Paul Berberian, CEO of Orbotix, presented the future as taking place in the interspace between real toys and virtual toys and how their sphero balls (a smart-phone controlled robotic ball) are navigating this space.  This in between zone, the zone of innovation or as they call in in-house, “the zone of really hard shit”, takes place in an area including augmented reality and control of real objects by virtual controllers.  He traces the history of controllers up to the Wii and Kinect which have come a long way in the zone of innovation. Still, he points out, these controllers are limited.  They can only get input and execute; they have no life of their own.  It is only with the smartphones that we have a two-way information system backed by incredible processors.  On their site, http://www.gosphero.com/  they offer an SDK (Software Development Kit) to download to write apps for the sphere in Android, Apple iOS. A Mac version was even hacked last night, which Berberian encourages, perhaps as a way to engage developers. “We want our balls to be hacked”. He concludes saying, “The machines are coming.  You will be assimilated and you’ll enjoy it.”  
[Photo by Leah Mayotte]
Ben Long spoke of “Music and Sound in Interactive Media.”  He traces the history from video game Pong which had only 3 beeps through the arcade era with the “wall of chaotic sound”, to the birth of the home interactive entertainment where people demanded better graphics and sound.  He mentioned how far behind mobile sound was in video games as compared to the rapid developments in graphics.  The smartphone has changed all that offering an extensive toolset that one would have as a film composer.

Carla Johnson’s company, EarthvisionZ, takes up where Google Earth leaves off.  As she said, “The planet is the most powerful platform.”   She notes how 3D is our natural way of seeing the world and processing information.  We have to train ourselves to understand a 2D map.  For this reason information and data in 3D speeds up cognition.  This is Web 3.0, interacting in a geospatial way.  She touched on mind-boggling, applications that layer vertically on Google Earth that can be personalized.

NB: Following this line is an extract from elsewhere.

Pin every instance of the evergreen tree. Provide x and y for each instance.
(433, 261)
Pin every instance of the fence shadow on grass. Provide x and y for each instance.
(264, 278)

The Digitools of the Trade Roundtable was full of interesting discussion.  Melissa Harrigan of Pixorial noted that we are moving away from search and toward discovery.  We are trusting our social networks help us discover content.  As she’s learned from her kids, “the right content must always be available”.  Don Hahn asked how TV fits in and if we will be moving to a one-screen environment.  Harris Morris felt that we will have multiple devices and that we will have the right screens for the right project.  Some things will be best viewed on the big screen, others on the smartphone, others on a tablet.